The recent massive data breach of over 500 million Facebook user details has left impacted Australians with no chance of legal or financial redress. If a similar breach were to happen with government data managed overseas, would any impacted Government agency stand a better chance?

Data residency is not the same as data sovereignty.

Where data resides physically does not automatically determine who legally controls it. For government agencies, this includes being able to restrict access to sensitive data to only vetted personnel who are subject to Australia’s laws and regulations.

This can be difficult for most public cloud providers which, as multinational corporations, leverage their global teams to manage their Australian customers either through “follow-the-sun” support or technical escalation.

Even with the best intentions, having foreign eyes on Australian data results in an increased risk of that data becoming subject to foreign laws. This could include a multinational cloud provider being compelled by their domestic government to provide access to customer data.

The Federal Government has recognized the importance of agencies being able to manage risks concerning data centre ownership in the recently published Hosting Certification Framework. We support this initiative and see it as a logical extension of the Security of Critical Infrastructure Act 2018, effectively including data centres along with the utilities and ports that make up Australia’s critical infrastructure.

Building a sovereign capability.

Macquarie’s 43MW Sydney Data Centre Campus in Macquarie Park and our recently expanded Canberra Data Centre Campus play a central role in our sovereign cybersecurity capability.

Macquarie Government recognizes that for a data centre to be truly sovereign, where it is managed is just as important as where it is located. That means our data centres are managed and operated 100% within Australia’s physical and judicial borders. Out of hours support is not handed over to another geography in a “Follow-the-Sun” model but remains entirely within Australia, always undertaken by our NV1 cleared staff.

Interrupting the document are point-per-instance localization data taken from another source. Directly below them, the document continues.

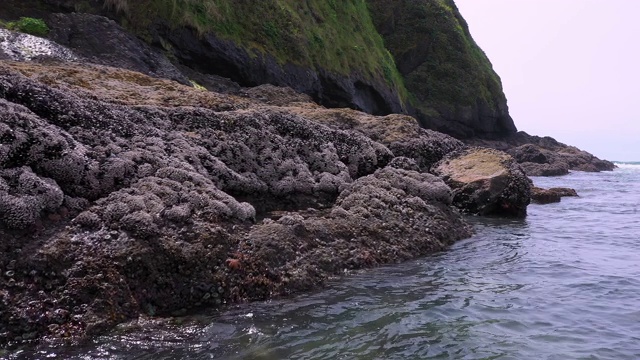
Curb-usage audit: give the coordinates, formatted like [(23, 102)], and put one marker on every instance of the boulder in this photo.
[(123, 194), (400, 133), (544, 156), (100, 40), (555, 169), (486, 182), (548, 196), (386, 217)]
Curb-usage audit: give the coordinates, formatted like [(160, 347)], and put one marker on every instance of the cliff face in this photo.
[(381, 57)]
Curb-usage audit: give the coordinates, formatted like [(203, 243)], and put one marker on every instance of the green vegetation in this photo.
[(30, 26), (338, 36), (441, 64)]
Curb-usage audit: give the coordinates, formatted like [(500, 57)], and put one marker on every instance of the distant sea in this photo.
[(564, 283)]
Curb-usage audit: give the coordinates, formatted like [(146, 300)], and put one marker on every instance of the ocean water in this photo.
[(564, 283)]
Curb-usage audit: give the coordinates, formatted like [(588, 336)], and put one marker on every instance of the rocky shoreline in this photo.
[(123, 194)]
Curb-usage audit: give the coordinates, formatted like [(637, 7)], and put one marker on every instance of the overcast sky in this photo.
[(570, 68)]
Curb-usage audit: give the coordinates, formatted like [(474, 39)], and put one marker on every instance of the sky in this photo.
[(570, 68)]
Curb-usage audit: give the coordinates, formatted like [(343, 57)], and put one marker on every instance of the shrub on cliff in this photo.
[(30, 26)]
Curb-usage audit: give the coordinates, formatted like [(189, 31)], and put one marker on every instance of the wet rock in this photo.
[(555, 169), (122, 204), (400, 133), (22, 47), (100, 40), (548, 196), (486, 182)]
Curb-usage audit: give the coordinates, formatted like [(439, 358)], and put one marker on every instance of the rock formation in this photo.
[(548, 196), (544, 156), (486, 182), (122, 194)]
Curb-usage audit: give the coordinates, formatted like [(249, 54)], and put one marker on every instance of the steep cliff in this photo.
[(382, 57)]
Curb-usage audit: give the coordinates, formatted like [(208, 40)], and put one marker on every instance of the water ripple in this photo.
[(562, 284)]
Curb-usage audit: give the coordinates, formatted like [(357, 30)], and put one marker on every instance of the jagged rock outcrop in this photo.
[(552, 195), (333, 52), (400, 133), (486, 182), (544, 156), (122, 194), (457, 92), (102, 41)]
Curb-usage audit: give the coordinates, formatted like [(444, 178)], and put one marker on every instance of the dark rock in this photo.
[(209, 54), (463, 98), (389, 216), (555, 169), (547, 196), (486, 182), (544, 156), (24, 47), (102, 41), (122, 194), (400, 133)]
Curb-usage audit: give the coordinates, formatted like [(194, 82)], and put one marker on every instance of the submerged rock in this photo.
[(486, 182)]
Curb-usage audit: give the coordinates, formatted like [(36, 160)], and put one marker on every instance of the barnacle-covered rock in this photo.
[(486, 182)]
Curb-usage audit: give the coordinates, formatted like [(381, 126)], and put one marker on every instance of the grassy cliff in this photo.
[(417, 53), (336, 35)]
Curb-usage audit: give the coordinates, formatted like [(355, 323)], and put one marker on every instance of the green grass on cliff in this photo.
[(336, 35)]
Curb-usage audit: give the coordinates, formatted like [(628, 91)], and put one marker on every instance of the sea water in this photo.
[(564, 283)]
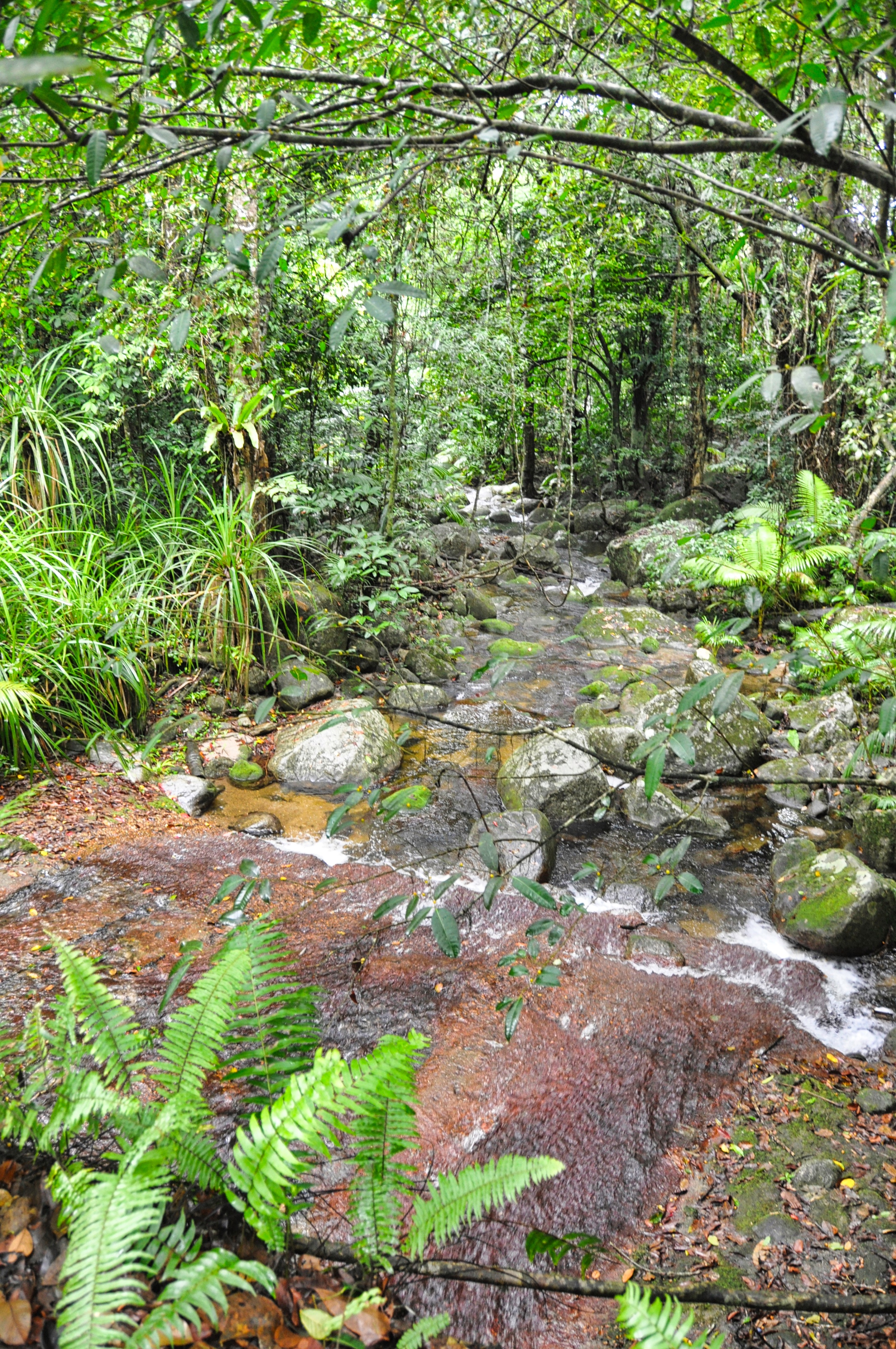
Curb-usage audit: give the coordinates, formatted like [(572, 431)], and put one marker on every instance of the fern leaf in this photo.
[(198, 1287), (424, 1331), (111, 1219), (114, 1035), (273, 1031), (473, 1193), (384, 1127), (196, 1034)]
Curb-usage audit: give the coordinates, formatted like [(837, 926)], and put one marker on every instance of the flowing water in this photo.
[(606, 1070)]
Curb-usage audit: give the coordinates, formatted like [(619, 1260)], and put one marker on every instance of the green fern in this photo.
[(659, 1325), (424, 1331), (456, 1201), (273, 1030), (198, 1031), (117, 1039)]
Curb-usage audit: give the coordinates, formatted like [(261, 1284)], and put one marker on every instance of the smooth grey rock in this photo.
[(632, 555), (837, 705), (527, 845), (554, 773), (353, 750), (735, 741), (875, 1103), (664, 810), (817, 1174), (478, 604), (258, 825), (646, 946), (192, 794), (417, 698), (455, 540), (834, 904)]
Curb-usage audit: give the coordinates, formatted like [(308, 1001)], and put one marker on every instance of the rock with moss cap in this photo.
[(834, 904), (629, 625), (730, 742), (556, 773), (632, 556)]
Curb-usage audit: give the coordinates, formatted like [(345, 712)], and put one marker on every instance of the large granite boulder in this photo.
[(632, 555), (832, 903), (556, 773), (350, 747), (455, 540), (732, 744), (525, 841), (617, 626), (666, 811)]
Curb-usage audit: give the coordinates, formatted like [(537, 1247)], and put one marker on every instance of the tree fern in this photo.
[(660, 1325), (474, 1192), (273, 1029), (111, 1220), (196, 1034), (115, 1038)]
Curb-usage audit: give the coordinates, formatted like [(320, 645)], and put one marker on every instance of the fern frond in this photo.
[(659, 1325), (111, 1220), (115, 1038), (273, 1030), (198, 1286), (384, 1128), (424, 1331), (195, 1036), (474, 1192)]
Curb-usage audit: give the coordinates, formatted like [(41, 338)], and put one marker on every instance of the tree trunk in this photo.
[(699, 439)]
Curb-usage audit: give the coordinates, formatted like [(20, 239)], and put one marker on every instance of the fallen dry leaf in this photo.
[(287, 1339), (15, 1320), (251, 1316), (22, 1244)]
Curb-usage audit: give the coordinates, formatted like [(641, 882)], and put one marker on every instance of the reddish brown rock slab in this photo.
[(599, 1074)]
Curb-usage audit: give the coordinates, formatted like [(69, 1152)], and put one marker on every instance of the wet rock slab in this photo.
[(599, 1074)]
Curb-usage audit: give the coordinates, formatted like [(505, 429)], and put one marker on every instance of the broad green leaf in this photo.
[(143, 266), (95, 156), (654, 771), (728, 693), (269, 260), (444, 929), (535, 892), (179, 330)]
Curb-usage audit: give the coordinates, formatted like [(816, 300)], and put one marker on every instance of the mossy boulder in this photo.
[(732, 744), (834, 904), (632, 556), (558, 775), (508, 648), (628, 626)]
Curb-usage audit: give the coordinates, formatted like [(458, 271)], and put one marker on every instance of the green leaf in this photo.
[(683, 747), (444, 929), (95, 156), (179, 330), (654, 771), (693, 695), (489, 852), (663, 888), (146, 268), (388, 906), (728, 693), (535, 892), (312, 21), (512, 1010), (269, 260)]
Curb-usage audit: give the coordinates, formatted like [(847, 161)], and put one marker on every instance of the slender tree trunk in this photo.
[(699, 439)]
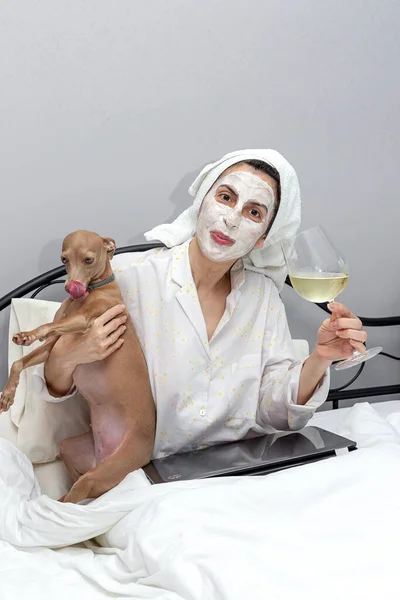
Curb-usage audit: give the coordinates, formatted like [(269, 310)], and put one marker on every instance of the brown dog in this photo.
[(117, 388)]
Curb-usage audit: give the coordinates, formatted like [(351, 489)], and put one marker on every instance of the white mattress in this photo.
[(309, 532), (332, 419), (55, 482)]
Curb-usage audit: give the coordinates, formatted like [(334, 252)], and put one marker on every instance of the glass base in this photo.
[(357, 359)]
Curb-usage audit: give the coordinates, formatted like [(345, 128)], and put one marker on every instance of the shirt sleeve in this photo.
[(277, 405), (40, 386)]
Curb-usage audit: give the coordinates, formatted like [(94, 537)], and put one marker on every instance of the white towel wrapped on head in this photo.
[(269, 259)]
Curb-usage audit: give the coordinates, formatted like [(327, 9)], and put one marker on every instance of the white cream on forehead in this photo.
[(230, 220), (249, 187)]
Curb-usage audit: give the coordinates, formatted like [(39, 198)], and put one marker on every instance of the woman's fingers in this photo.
[(346, 323), (113, 347), (110, 314), (341, 310), (113, 325), (358, 346), (113, 337), (352, 334)]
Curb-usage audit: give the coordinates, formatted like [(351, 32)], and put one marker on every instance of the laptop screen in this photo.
[(249, 455)]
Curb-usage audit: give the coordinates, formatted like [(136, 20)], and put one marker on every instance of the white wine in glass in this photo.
[(319, 274)]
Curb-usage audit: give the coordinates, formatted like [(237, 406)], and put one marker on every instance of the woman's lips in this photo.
[(221, 239)]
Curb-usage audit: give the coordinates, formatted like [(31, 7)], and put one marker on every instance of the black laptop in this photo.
[(255, 456)]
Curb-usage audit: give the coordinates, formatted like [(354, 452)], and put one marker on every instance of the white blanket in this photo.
[(329, 529)]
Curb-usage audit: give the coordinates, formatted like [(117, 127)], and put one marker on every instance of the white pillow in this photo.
[(41, 425)]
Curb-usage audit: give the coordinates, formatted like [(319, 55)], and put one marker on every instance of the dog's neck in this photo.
[(105, 274)]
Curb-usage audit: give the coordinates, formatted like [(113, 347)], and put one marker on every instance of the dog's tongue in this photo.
[(76, 290)]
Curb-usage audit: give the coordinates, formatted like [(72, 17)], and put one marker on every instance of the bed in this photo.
[(327, 529)]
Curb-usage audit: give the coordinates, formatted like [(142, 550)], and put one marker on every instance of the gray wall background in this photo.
[(108, 110)]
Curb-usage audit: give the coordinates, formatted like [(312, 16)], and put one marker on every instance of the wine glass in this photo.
[(318, 273)]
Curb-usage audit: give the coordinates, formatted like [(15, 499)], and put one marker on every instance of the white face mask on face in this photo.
[(228, 226)]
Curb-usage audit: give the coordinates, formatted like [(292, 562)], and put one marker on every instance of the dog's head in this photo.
[(86, 256)]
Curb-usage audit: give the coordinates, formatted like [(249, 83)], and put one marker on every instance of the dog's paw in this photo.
[(81, 490), (24, 338)]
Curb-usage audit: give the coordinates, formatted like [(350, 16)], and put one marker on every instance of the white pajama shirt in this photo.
[(242, 382)]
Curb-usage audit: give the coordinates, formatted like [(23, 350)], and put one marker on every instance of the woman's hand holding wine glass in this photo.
[(318, 273)]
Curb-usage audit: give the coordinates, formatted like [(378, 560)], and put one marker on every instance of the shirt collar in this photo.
[(181, 271)]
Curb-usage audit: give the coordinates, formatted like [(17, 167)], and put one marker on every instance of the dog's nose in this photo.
[(76, 289)]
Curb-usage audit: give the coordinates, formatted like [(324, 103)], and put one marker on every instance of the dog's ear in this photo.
[(109, 245)]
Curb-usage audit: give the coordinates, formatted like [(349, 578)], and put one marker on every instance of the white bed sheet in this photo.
[(328, 529)]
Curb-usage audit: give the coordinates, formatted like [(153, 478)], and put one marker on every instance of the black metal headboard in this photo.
[(37, 284)]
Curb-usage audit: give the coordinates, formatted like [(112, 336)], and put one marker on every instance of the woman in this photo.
[(209, 317)]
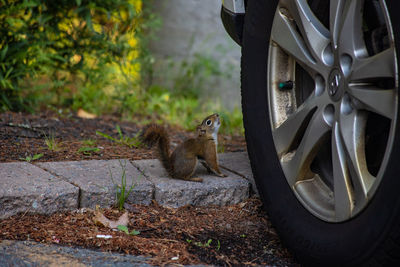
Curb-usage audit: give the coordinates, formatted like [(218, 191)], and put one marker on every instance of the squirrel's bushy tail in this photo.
[(153, 134)]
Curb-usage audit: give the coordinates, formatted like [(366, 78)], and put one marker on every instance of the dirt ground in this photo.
[(228, 236)]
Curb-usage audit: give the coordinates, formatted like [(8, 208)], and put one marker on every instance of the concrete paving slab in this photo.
[(28, 253), (97, 185), (212, 191), (239, 163), (27, 188)]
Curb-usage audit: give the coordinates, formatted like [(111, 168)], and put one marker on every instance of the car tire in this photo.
[(369, 235)]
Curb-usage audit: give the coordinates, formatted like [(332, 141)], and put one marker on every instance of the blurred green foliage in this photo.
[(59, 45), (94, 55)]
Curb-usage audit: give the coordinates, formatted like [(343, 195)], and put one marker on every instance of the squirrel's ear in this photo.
[(200, 131)]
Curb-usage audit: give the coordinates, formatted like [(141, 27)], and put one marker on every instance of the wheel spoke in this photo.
[(351, 39), (314, 33), (298, 166), (381, 101), (335, 10), (381, 65), (285, 35), (341, 178), (285, 134), (352, 130)]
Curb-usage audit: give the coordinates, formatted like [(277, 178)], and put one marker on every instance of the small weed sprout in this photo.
[(123, 140), (205, 244), (125, 229), (122, 192), (51, 143), (32, 158), (89, 147)]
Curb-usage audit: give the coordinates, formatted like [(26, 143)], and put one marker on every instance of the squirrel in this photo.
[(181, 163)]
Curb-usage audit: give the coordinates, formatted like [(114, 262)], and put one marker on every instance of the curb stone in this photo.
[(27, 188), (175, 193), (96, 183), (62, 186), (239, 163)]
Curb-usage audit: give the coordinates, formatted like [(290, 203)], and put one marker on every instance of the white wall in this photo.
[(194, 26)]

Those staff form a critical component of building a sovereign cybersecurity capability. Macquarie Government’s Security Operations Centre (SOC) is staffed with engineers drawn from our graduate program.

In parallel, we are helping build Australia’s cybersecurity supply through partnerships with other Australian companies. For examples, when building our IC5 Canberra Data Centre, we partnered with Secure Racks Australia.

Our status as an ASX listed public company means our domestic ownership status is transparent. This, combined with our 100% Australian based data centres and employees, makes Macquarie Government one of the most, if not the most, sovereign data centre operator in Australia.